Financial Services: Education

(asked on 15th May 2018) - View Source

Question to the HM Treasury:

To ask Mr Chancellor of the Exchequer, what plans the Government has to improve access to financial education.


Answered by
John Glen Portrait
John Glen
Shadow Paymaster General
This question was answered on 23rd May 2018

Government policy on financial education and capability focuses on ensuring that people have the confidence and skills they need to successfully engage with their finances. To this end the Government established the Money Advice Service (MAS), which provides free-to-use financial guidance and coordinates the UK’s Financial Capability Strategy. This is a 10-year strategy which aims to gather evidence and support financial education and capability initiatives that are proven to work.

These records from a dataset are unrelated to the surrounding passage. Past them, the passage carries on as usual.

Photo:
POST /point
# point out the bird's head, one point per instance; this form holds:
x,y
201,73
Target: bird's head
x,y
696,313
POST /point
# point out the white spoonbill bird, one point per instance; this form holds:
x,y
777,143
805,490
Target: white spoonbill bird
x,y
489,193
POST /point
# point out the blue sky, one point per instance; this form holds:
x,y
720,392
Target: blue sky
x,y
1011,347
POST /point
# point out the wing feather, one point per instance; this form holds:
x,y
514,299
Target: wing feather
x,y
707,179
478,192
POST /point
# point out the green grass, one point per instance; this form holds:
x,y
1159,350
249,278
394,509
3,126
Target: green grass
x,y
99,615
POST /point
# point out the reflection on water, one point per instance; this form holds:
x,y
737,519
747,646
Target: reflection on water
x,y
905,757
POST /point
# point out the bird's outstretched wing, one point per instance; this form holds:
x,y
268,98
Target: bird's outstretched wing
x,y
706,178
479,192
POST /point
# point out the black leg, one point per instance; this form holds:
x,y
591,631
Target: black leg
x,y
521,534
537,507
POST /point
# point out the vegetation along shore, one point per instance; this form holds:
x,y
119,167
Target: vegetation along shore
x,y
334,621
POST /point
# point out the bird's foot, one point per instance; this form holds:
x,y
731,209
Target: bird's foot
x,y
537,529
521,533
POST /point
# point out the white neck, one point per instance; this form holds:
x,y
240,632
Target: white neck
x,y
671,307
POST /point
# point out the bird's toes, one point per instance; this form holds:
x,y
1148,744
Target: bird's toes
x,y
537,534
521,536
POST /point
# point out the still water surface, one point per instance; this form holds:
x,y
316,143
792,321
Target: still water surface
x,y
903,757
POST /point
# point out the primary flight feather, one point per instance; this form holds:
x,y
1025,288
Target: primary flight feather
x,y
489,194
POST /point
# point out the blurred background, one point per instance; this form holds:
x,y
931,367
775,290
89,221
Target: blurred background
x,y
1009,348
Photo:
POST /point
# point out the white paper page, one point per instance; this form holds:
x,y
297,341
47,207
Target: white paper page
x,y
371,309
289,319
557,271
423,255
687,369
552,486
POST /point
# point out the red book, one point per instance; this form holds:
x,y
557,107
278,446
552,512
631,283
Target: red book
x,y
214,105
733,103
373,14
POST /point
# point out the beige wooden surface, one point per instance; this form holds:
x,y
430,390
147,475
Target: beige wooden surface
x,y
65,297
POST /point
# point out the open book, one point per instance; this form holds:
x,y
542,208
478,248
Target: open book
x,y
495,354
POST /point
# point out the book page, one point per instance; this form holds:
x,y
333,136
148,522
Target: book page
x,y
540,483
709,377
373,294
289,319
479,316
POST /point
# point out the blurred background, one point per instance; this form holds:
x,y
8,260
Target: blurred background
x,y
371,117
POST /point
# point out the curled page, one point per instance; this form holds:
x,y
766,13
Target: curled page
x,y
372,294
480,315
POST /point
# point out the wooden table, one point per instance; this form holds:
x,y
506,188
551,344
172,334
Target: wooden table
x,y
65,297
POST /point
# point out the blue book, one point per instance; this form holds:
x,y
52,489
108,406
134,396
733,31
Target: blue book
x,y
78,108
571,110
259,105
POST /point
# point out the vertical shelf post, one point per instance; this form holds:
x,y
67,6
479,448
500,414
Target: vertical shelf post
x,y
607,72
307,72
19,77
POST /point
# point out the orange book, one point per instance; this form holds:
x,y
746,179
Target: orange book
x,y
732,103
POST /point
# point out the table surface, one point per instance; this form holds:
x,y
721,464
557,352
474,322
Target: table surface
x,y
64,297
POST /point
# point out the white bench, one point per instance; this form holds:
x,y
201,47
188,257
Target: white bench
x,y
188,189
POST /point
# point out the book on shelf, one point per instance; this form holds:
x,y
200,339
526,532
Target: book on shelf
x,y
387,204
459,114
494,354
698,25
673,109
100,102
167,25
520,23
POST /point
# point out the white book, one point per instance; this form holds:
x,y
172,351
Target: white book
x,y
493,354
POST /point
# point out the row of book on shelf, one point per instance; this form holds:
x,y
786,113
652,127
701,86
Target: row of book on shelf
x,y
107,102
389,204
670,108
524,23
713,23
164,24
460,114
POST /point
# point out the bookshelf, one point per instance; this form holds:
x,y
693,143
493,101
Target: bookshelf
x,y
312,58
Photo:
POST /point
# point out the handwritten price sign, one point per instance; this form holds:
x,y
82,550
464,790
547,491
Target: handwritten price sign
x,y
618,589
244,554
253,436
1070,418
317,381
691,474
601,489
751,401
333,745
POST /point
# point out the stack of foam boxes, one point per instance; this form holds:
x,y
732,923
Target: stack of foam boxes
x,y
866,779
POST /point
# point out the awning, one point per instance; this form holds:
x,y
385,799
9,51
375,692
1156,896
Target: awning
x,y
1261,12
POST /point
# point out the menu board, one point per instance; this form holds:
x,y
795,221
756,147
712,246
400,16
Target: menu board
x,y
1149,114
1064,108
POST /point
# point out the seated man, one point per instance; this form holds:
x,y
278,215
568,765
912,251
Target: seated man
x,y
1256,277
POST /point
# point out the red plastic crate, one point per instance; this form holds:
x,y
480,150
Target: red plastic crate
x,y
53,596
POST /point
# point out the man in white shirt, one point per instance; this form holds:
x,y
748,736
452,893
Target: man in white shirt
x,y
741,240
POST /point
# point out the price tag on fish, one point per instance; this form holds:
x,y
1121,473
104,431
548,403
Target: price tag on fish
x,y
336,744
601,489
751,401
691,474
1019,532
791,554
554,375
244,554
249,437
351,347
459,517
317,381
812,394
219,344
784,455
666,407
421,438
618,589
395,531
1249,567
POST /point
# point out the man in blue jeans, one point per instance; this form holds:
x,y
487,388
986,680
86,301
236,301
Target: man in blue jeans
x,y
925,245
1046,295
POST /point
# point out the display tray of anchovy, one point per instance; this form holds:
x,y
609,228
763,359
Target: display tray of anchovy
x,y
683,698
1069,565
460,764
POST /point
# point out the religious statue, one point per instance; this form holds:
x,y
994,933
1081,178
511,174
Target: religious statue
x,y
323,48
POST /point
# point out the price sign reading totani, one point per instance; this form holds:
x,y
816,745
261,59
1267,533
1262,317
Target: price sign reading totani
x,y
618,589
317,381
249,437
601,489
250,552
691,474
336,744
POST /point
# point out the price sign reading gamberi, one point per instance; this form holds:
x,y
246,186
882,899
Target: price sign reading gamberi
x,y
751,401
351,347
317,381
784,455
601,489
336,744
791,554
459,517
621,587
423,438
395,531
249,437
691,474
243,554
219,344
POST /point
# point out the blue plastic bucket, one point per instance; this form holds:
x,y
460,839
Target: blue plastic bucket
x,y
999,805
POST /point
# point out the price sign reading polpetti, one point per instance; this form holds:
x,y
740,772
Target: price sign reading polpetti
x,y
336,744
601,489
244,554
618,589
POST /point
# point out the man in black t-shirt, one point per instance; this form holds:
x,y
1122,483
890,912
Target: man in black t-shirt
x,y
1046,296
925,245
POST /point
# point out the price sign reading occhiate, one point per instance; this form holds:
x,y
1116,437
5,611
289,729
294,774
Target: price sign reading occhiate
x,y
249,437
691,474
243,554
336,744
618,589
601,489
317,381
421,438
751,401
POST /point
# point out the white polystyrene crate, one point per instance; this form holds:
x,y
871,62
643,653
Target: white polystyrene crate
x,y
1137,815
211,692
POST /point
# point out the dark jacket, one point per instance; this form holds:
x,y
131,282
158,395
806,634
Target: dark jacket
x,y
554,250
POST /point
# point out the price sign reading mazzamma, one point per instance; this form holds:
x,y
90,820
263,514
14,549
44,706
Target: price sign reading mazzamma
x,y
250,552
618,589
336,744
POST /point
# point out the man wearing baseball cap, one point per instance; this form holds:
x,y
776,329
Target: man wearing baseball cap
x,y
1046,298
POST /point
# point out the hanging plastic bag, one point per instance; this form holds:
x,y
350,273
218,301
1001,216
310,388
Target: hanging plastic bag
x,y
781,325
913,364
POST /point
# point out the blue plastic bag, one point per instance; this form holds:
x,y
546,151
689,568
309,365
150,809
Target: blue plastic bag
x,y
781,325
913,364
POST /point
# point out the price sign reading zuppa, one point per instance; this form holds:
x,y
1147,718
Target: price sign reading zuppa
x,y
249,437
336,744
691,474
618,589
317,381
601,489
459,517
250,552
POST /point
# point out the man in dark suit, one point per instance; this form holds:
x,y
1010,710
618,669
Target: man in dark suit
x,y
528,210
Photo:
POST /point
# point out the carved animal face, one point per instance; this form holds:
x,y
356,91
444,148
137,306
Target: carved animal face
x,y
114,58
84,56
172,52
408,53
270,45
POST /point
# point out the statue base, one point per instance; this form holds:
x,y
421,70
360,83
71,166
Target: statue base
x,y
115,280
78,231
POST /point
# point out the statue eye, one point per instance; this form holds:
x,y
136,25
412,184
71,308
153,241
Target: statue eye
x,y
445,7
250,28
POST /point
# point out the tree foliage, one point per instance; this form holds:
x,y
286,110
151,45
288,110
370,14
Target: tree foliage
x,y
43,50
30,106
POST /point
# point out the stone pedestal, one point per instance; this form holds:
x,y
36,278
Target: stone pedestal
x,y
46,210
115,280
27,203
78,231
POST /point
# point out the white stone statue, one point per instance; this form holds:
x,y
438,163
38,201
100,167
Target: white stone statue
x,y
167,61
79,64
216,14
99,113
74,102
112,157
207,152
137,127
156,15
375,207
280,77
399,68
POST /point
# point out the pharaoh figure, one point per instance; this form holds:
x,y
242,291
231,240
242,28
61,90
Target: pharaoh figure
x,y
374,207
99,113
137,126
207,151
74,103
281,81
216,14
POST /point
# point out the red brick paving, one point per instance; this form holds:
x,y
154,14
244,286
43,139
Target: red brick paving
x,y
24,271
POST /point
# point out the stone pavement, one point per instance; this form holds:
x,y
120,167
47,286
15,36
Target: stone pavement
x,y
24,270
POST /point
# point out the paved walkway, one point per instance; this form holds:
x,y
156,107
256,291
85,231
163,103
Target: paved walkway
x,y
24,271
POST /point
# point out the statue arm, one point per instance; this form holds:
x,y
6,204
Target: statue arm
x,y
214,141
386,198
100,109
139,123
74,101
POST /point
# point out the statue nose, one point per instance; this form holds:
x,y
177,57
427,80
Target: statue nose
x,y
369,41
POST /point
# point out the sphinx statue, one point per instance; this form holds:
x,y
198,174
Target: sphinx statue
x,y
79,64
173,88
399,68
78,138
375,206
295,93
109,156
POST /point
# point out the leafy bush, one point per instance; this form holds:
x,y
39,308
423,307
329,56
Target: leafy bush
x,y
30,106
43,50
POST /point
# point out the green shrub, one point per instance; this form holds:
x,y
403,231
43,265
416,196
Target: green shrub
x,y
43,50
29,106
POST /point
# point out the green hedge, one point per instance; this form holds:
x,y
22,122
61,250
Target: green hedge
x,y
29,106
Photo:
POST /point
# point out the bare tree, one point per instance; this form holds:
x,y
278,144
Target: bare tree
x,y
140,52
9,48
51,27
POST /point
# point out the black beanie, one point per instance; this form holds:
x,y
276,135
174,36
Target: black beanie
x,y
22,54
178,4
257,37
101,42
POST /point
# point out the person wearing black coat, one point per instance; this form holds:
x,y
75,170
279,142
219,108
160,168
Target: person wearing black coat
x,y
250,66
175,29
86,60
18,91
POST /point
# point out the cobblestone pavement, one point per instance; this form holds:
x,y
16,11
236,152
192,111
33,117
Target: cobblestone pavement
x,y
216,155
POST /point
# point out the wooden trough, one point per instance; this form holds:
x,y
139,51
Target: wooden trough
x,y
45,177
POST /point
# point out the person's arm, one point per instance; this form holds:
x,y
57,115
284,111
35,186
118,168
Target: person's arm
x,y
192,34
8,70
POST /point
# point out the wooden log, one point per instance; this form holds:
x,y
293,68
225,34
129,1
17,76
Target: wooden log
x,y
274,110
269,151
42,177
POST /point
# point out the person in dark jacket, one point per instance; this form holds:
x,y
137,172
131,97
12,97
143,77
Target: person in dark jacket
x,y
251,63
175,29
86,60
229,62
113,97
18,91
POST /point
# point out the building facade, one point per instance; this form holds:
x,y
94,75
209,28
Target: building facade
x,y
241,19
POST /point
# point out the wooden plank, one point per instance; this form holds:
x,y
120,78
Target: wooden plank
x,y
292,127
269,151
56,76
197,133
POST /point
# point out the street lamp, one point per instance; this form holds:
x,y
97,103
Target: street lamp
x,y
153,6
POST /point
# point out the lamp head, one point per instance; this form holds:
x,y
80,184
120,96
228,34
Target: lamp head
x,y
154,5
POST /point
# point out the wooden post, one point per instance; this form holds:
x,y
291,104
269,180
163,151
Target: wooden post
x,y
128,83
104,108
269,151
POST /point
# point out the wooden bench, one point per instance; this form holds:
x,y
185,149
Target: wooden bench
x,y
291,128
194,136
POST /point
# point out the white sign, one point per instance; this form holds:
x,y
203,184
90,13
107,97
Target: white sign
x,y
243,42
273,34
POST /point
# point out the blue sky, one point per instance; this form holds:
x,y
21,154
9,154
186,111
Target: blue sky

Moving forward, the Government has legislated to merge the functions of MAS with those of The Pensions Advisory Service (TPAS) and Pension Wise, to create a Single Financial Guidance Body, which will simplify the existing public financial guidance landscape. The Government’s commitment to improve people’s financial capability and the provision of financial education is reflected in the new body’s strategic function to develop and coordinate a national strategy which will build on and further progress MAS’s work on financial capability.

It is also particularly important that children and young people receive financial education to help them shape their financial habits later in life. This is why financial literacy was made statutory within the national curriculum in England in 2014, as part of the curriculum for citizenship education for 11-16 year olds.